DKIM (DomainKeys Identified Mail, RFC 6376) lets a sender attach a cryptographic signature to outbound mail. The signature is computed over selected headers and the body, then placed in a DKIM-Signature: header. Receivers fetch the corresponding public key from DNS at <selector>._domainkey.<domain> and verify the signature.
The selector is sender-chosen and rotated when keys are rotated. Common selectors include default (generic), google (Google Workspace), selector1/selector2 (Microsoft 365), k1 (Mailchimp / Mandrill), pm (Postmark), and mxvault (MXroute). Detecting DKIM "presence" without knowing the selector means probing a list of common ones; a negative result doesn't prove DKIM is missing -- it might just be a non-standard selector.

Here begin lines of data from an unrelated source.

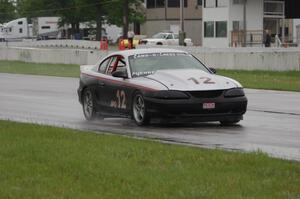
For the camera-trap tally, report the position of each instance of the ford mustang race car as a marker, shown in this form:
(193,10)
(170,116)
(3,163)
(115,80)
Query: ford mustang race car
(155,83)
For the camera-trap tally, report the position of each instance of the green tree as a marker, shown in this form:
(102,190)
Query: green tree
(7,11)
(124,12)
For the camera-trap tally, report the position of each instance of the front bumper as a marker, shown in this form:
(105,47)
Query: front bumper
(192,109)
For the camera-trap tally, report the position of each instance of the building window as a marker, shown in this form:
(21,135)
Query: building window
(160,4)
(221,3)
(176,3)
(221,29)
(209,3)
(209,29)
(237,25)
(238,2)
(150,3)
(156,3)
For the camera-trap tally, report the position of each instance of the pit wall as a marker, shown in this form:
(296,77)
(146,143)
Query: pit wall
(272,59)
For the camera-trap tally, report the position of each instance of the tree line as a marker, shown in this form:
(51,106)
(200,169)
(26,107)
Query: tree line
(73,12)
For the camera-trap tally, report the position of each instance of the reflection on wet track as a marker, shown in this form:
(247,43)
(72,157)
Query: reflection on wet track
(271,124)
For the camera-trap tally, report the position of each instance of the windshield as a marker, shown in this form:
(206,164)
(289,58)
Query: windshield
(147,64)
(160,36)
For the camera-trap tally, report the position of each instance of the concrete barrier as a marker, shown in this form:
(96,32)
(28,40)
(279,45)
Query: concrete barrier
(40,55)
(273,59)
(231,58)
(79,44)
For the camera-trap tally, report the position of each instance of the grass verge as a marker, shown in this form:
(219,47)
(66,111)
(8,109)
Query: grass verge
(48,162)
(289,81)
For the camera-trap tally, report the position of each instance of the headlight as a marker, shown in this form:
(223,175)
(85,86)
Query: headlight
(167,95)
(235,92)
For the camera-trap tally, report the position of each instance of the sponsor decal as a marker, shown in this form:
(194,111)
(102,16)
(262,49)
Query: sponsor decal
(120,101)
(209,105)
(203,80)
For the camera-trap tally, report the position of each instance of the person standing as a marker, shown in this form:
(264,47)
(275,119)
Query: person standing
(267,39)
(130,36)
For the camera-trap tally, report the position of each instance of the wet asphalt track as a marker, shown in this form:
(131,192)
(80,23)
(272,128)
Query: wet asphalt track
(271,124)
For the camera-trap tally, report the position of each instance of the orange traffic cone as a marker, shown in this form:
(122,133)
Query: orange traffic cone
(103,44)
(121,44)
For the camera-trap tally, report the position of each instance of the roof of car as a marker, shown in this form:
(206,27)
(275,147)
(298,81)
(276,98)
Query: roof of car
(127,53)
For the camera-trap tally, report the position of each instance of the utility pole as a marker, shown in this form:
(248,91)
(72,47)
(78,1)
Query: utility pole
(283,24)
(181,33)
(125,18)
(245,23)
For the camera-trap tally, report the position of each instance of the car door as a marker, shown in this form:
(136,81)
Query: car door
(100,94)
(116,89)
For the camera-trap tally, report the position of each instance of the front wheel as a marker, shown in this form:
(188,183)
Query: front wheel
(88,105)
(139,110)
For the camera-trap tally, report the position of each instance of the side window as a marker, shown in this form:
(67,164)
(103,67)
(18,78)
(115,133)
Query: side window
(117,64)
(169,36)
(103,65)
(121,66)
(111,65)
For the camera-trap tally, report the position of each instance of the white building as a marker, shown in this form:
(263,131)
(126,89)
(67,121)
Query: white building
(241,22)
(16,29)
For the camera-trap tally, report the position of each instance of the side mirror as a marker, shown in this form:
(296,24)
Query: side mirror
(213,70)
(120,74)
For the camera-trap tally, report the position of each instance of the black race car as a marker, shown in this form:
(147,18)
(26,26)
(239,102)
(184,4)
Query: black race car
(147,83)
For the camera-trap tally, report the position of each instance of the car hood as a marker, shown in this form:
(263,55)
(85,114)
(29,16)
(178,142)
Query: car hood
(192,79)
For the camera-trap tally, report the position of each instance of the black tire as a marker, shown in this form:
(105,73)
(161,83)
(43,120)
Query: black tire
(229,122)
(139,110)
(88,105)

DKIM proves the message wasn't modified in transit AND that the signing domain authorized the signature. Combined with DMARC alignment (the signing domain matches the visible From: domain), it defeats most spoofing attempts that SPF alone can't catch.
Operational notes: the DKIM key TTL in DNS bounds your key-rotation cadence; keys shorter than 1024 bits are deprecated; signing only critical headers (Subject, From, Date, To, Message-ID) is fine -- signing all headers risks signature breakage when intermediaries rewrite them.